Bingo the dog lifted an eyebrow and went back to sleep, and one of the children checked his bowl to see there was enough left for him.

So what to do? It's a fine balancing act between being kind to timorous animals and being infested by Disney-type rodents with muscles and no fear. I hate the snap of the trap in the night, and perhaps a squeal, or worse, the sound of the panicked knocking on the ground as the mouse tries to free itself. Last time I used a trap - two years ago? - I was woken by the *snap* and then kept awake by the deep silence. In the morning, I found the trap empty.  My son explained two days later that 'it was okay', he'd released the mouse because it wasn't dead.

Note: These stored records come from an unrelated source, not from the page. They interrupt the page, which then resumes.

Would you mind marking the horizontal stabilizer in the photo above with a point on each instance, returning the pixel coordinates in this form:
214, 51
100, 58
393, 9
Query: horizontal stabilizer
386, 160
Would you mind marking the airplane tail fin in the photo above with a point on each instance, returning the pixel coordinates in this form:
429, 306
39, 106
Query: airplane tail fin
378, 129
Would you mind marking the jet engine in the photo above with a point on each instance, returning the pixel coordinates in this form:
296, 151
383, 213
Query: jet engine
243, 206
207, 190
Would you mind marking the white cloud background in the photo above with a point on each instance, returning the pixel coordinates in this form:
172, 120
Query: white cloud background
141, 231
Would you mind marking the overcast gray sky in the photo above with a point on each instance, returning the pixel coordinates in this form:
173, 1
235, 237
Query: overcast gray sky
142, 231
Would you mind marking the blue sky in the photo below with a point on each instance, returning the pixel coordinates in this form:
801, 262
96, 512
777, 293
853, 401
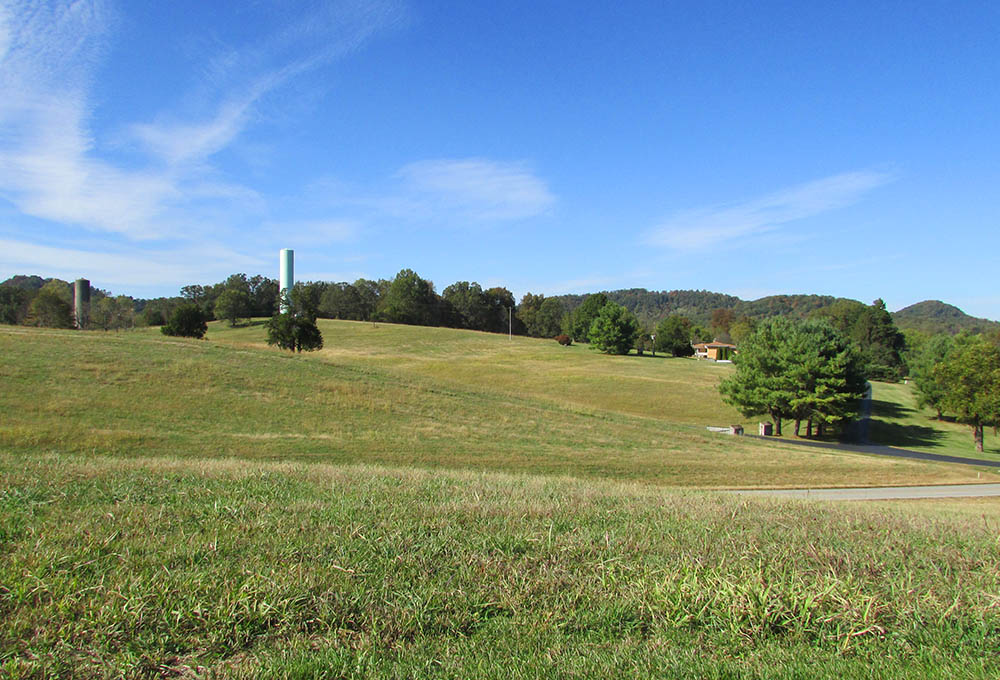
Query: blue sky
845, 148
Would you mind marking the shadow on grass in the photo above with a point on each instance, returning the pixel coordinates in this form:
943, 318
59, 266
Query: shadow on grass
903, 436
889, 409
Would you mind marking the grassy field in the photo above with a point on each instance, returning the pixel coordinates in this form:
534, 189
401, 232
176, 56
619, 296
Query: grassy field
898, 421
399, 395
230, 568
426, 503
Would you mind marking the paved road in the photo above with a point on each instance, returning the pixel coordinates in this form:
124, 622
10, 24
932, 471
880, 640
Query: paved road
879, 493
876, 450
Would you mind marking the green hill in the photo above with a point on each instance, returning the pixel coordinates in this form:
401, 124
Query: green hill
430, 503
698, 305
400, 395
934, 316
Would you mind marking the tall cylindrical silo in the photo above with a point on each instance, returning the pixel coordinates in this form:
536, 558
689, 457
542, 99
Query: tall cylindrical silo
81, 303
286, 275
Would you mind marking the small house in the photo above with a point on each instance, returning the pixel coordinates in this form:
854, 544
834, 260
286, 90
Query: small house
716, 351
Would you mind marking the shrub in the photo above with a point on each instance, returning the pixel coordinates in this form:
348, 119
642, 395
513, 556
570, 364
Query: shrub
293, 332
187, 321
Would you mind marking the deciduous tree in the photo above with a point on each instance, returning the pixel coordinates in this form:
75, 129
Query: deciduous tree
186, 321
584, 315
614, 330
673, 336
970, 377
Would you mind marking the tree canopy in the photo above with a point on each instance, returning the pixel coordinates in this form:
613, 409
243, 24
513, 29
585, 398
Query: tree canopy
802, 370
673, 336
187, 320
614, 330
969, 377
584, 315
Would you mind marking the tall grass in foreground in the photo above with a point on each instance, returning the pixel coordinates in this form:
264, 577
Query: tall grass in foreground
156, 567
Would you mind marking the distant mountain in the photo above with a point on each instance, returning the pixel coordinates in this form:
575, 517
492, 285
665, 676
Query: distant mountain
698, 305
934, 316
25, 282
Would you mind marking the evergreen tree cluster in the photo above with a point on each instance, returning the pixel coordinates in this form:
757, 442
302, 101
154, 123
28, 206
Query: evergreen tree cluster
798, 370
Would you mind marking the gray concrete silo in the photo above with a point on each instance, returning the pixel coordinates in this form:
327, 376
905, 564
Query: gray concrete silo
81, 303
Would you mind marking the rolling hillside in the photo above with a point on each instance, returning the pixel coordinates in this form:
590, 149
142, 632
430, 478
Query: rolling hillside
934, 316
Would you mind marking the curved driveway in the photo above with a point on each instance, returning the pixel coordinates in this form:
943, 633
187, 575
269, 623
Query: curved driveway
879, 493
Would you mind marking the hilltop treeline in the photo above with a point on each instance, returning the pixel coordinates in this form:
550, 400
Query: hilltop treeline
408, 298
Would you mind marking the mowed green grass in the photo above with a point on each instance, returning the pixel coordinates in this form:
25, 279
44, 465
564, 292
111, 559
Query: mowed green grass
399, 395
897, 420
426, 503
228, 568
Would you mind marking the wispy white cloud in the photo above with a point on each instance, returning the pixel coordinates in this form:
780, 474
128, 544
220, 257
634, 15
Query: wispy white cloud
312, 232
159, 267
707, 227
50, 166
473, 188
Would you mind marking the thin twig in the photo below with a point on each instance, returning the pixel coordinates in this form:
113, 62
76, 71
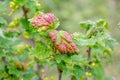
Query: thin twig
59, 74
88, 56
38, 68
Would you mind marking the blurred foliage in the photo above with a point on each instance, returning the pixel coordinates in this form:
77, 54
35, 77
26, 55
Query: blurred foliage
17, 37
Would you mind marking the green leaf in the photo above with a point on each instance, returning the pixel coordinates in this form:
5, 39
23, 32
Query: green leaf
103, 23
86, 24
2, 21
85, 42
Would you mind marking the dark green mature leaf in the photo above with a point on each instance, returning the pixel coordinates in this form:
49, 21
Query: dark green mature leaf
3, 8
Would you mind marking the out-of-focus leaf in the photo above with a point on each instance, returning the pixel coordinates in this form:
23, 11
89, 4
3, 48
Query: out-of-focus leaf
86, 24
2, 21
103, 23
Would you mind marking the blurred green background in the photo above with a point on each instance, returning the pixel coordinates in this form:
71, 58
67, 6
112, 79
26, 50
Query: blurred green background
71, 12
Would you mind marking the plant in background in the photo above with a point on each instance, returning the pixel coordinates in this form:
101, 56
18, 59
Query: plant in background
27, 45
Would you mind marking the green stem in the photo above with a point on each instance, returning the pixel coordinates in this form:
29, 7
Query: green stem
59, 74
88, 56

Which leads me to this lovely reading of Robbie Burns' To A Mouse. I'd forgotten the way this poem moves from the little mouse disturbed in a field through to the way the best laid plans of mice and men often go awry ....  It is marvellous for its tenderness for all that is mortal, all the struggles, all that feels pain and fear, and it isn't lofty or grand at all, just a man musing in a field, with a frightened mouse, displaying - in his feeling for this creature - his humanity and his own (greater?) fear of mortality. A downer ending, though, not your carpe diem sort of poem.

Still, I get the feeling I'd better just keep on closing the bread bin and put a cover over the toaster. Not even sure where the trap is anyway.



The best laid schemes o' mice an' men
Gang aft agley,
An' lea'e us nought but grief an' pain,
For promis'd joy!

Still thou are blest, compared wi' me!
The present only toucheth thee:
But och! I backward cast my e'e,
On prospects drear!
An' forward, tho' I canna see,
I guess an' fear!

5 comments:

Fifi Colston said...

I love the image of the mice with dog biscuit, I immediately want to draw them! Our cat does a better job of bringing them in than chasing them out but they are usually half a mouse by the time we find them (the last one between the couch cushions. Eurk..
Always loved the Burns ode;I hope you are less invaded soon!

Anonymous said...

I am typing this while standing on - top of desk - am impressed of your rodent tolerance - they scare the pants off me - so small, so many - saw a plague of them once, horrifying

Keri h said...

Mice schmice- rats invading are where you have problems. (Rats are intelligent - mice aint.)

Get some Ridkill- worries soon over.

The mouse Burns was talking about was a dormouse - which dont occur in ANZ.

FFS get the the correct being before reefing on about it-Mary, I like your work but this was just -whacko-

Mary McCallum said...

Hmm. A plague of mice now that's something else. I'd probably get the Ridkill out then, GG. Or get a cat (thanks Fifi). We've had bush rats in the walls of the house, Keri, and 'lived' with them despite the rustlings, content that they were contained. Until my brother-in-law came to stay, and reading in the living room late one night, watched a rat saunter in and eye him up. After that, we got the rat catcher in. Thanks for the heads up on the dormouse, Keri, but the poem still stands I think as a paean to a small frightened creature and its mortality, and our role in that as humans, and our own fear and our own mortality....

Unknown said...

A mouse was found electrocuted and slightly cooked in our toaster - after my husband had eaten his breakfast (tea and toast) and left for work. I wondered what the strange smell in the kitchen was.